Tuesday, April 12, 2005

Look out, Mr. Bish!

From Mark Steyn:

"The CIA, as I wrote a couple of years back, now functions in the same relation to President Bush as Pakistan's ISI does to General Musharraf. In both cases, before the chief executive makes a routine request of his intelligence agency, he has to figure out whether they're going to use it as an opportunity to set him up, and if so how. For Musharraf, the problem is the significant faction in the ISI that would like to kill him. Fortunately for Bush, if anyone at the CIA launched a plot to kill him, they'd probably take out G. W. Bish, who runs a feed store in Idaho."

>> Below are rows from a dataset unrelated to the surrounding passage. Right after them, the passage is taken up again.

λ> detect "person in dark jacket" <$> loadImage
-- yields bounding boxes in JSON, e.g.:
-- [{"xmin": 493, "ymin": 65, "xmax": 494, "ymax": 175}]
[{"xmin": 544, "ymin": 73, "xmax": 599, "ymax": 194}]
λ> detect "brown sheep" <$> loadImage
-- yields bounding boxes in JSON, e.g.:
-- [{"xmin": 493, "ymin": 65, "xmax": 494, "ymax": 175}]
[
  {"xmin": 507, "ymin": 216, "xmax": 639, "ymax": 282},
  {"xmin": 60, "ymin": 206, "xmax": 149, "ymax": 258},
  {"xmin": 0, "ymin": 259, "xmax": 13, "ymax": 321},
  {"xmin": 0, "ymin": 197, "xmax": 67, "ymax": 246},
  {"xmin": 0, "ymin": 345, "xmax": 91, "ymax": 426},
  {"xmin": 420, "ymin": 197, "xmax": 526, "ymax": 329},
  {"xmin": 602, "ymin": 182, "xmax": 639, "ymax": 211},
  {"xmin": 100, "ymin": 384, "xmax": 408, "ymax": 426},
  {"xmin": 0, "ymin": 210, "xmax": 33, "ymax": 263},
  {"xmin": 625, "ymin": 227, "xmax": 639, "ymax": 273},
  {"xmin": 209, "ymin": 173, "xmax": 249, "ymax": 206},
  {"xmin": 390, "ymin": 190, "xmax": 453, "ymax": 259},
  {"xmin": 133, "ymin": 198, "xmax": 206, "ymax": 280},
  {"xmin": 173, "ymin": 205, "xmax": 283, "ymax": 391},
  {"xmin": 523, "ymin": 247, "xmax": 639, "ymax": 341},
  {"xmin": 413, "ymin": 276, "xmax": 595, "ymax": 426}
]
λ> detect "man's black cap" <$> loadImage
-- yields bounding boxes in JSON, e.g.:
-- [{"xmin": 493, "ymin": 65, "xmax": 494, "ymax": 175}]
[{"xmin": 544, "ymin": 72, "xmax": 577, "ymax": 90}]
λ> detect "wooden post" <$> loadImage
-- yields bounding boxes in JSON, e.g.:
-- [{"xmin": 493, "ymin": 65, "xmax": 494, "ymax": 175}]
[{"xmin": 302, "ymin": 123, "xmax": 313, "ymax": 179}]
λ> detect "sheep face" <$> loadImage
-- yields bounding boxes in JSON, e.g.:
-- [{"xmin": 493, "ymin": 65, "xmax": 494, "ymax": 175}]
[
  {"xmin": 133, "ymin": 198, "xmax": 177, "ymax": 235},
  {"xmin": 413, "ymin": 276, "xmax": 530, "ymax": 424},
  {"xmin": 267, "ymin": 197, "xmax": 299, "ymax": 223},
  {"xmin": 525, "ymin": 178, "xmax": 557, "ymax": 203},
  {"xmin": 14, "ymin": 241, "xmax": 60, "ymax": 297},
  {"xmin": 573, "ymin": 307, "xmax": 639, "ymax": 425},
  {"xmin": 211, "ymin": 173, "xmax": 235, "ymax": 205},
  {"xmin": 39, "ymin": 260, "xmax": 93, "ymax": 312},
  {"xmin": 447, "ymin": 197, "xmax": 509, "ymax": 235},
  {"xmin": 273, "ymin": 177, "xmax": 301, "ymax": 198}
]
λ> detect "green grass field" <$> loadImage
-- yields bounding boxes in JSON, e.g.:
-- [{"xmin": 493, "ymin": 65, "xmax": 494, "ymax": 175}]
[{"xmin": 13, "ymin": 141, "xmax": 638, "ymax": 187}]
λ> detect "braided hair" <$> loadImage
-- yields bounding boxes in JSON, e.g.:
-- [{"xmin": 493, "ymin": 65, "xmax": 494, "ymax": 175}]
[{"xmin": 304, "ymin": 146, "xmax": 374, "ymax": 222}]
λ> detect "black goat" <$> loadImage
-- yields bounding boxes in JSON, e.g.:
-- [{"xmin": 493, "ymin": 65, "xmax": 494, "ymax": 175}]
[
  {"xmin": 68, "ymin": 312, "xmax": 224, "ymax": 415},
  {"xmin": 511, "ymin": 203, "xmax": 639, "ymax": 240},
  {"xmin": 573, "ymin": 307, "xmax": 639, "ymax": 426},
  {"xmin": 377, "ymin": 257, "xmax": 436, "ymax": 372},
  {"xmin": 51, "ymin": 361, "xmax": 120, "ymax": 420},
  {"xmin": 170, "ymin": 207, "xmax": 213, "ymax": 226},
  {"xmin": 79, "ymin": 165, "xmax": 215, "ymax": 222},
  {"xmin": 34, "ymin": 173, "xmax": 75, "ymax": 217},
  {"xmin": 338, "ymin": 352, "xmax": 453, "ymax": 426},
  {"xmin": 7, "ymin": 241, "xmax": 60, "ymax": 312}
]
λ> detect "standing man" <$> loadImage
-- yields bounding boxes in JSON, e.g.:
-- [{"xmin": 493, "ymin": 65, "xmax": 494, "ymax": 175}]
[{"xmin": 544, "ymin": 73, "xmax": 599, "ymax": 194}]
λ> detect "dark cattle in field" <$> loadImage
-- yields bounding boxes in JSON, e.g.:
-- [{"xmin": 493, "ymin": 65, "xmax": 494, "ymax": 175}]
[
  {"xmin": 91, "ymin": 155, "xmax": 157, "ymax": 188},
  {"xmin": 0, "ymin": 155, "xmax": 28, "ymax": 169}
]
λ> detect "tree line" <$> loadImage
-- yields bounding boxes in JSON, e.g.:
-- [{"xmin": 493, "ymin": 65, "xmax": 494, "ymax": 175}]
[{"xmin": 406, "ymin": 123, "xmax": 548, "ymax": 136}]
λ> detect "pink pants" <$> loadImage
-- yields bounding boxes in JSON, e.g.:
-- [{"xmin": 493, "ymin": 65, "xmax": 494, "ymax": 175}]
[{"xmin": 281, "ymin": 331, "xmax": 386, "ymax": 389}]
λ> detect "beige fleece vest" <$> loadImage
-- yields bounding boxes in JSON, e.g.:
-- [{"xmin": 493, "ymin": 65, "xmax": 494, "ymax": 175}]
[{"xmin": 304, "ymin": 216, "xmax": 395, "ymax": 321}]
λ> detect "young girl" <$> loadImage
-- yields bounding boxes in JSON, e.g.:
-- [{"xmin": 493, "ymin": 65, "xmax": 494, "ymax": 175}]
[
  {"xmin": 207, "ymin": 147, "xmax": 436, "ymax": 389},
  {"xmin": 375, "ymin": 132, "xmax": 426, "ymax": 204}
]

The whole article is devastating both in its argument and its humor, rather like P. J. O'Rourke when he's on a roll (though Steyn's mix is weighted a bit more to analysis). "Even before the latest budget-bloating ''reforms,'' the U.S. government was spending $30 billion annually on intelligence, and in return its intelligence agencies got everything wrong. British and French intelligence also get a lot of things wrong, but they get them wrong on far smaller budgets… U.S. intelligence needs a fresh start, and short of buying ol' Sandypants [Sandy Berger] a larger pair of trousers and getting him to smuggle out every single classified document, it's not clear how it's ever going to get it." Good stuff for amateur policy-wonk spectators like me.